Kinnar Ghiya, from HP, outlined his approach of transforming the function from a back-office role to a business partner that can add deeper value to the organisation. This transformation moves from purchasing as a largely irrelevant department, to an institution which is consulted with finally in a role as a full partner.
At the heart of this lies the ability to quantify the verifiable benefit of the procurement function. The main challenge, aside from establishing an agreed metric, is the consequence for the team. As Ghiya explained the attitude: “You’re going to save this money and finance is going to take it away. So what’s in it for me?”

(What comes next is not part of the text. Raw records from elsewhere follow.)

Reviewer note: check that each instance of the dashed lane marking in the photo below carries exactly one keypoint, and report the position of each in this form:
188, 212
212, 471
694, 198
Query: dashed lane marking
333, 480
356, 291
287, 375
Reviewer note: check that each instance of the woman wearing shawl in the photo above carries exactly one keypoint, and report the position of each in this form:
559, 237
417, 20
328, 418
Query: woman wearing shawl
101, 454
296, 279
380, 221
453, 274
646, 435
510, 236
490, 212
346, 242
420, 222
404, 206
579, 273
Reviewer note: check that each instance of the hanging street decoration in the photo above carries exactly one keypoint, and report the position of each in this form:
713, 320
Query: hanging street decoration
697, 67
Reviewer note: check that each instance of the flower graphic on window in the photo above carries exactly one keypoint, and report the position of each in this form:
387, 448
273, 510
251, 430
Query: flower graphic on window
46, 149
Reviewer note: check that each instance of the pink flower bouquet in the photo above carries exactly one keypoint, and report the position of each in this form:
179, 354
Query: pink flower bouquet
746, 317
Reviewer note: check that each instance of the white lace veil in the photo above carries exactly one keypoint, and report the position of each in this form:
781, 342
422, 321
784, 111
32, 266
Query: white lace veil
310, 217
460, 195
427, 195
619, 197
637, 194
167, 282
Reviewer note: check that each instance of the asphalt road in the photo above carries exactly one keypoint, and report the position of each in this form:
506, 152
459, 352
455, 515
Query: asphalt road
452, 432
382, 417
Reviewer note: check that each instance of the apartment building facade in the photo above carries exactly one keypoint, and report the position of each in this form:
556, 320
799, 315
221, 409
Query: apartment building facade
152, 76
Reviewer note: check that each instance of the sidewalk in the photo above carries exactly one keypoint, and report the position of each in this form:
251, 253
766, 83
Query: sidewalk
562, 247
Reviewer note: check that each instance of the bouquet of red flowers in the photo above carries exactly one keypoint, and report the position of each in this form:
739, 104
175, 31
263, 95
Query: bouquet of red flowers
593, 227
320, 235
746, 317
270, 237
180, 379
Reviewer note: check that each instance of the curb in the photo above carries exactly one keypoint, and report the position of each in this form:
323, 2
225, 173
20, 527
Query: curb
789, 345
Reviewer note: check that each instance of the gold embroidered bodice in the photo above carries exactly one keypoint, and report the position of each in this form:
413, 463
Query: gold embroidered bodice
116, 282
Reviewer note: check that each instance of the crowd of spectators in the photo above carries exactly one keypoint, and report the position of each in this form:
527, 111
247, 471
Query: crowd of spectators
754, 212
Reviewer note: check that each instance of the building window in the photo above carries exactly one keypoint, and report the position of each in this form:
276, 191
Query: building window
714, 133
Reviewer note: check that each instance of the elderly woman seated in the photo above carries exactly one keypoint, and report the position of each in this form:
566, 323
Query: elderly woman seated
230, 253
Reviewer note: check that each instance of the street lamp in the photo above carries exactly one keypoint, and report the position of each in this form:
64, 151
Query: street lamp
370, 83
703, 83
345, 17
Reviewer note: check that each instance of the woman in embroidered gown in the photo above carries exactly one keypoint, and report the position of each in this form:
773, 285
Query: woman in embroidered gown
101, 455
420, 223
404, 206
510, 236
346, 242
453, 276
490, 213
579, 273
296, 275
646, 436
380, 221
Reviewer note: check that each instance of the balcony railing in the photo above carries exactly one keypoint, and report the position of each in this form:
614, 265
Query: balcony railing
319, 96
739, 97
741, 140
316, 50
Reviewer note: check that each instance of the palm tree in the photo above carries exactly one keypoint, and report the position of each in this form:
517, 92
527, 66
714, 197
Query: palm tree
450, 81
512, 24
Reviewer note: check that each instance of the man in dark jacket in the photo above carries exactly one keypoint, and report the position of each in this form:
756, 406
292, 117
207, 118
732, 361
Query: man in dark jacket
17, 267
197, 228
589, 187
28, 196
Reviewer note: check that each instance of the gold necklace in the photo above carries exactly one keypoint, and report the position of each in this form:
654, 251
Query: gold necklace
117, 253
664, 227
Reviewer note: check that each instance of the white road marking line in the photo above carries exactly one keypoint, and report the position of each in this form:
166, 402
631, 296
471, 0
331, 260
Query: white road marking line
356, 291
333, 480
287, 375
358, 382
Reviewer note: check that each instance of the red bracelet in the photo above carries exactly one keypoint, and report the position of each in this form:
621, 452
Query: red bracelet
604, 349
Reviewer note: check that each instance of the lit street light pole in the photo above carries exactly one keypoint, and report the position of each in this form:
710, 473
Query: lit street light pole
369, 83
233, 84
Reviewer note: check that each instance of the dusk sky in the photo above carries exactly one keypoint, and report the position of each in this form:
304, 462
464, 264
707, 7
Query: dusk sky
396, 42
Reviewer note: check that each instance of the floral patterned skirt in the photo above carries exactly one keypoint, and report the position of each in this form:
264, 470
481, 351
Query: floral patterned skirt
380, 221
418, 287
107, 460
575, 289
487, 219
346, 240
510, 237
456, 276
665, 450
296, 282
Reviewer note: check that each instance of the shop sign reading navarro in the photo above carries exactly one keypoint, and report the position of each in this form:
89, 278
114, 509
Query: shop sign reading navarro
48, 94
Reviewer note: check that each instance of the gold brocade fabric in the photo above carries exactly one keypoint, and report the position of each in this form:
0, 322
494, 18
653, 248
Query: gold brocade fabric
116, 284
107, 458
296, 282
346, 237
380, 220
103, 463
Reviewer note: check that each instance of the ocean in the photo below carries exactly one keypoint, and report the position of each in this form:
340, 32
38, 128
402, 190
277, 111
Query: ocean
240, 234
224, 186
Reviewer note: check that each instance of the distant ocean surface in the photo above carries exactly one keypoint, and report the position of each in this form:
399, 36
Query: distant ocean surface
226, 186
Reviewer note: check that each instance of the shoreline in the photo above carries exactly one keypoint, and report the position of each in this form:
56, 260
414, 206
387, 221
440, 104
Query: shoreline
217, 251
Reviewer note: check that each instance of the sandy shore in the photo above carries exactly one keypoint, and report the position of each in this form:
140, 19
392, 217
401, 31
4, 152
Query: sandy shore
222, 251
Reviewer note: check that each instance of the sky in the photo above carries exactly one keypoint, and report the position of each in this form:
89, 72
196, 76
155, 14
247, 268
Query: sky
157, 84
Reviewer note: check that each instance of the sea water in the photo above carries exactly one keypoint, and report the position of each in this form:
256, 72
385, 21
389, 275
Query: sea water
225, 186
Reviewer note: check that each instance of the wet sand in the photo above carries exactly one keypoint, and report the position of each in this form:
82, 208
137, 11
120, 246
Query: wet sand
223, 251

The answer, for HP often would lie in reinvesting the savings back into the business. Although the business would not see the saving, by finding investments for a stakeholder, it is more likely that they will agree to work with procurement as an effective partner in the future. “If you figure out how to save a dollar,” Ghiya stated, “figure out how to stretch the dollar.”
Brian Bancroft, CPO at Kellogg Company, outlined another problem in savings. “When we deliver results, no one believes us. No one believes purchasing,” he said. This is the oft-heard line from CFO, that savings are not figures that can be incorporated on to the profit and loss.
In an interesting approach to tackling this issue, a team of financial controllers were attached and made accountable to procurement. This team is embedded into the function and can vet all the internally reported savings, prior to their communication to the wider business. The audited savings can then be reported to others in full confidence.
Similar to learnings from the earlier presentations, which emphasised the need to win hearts and minds, but also, we heard from both HP and Kellogg Company, you need to win the minds of finance.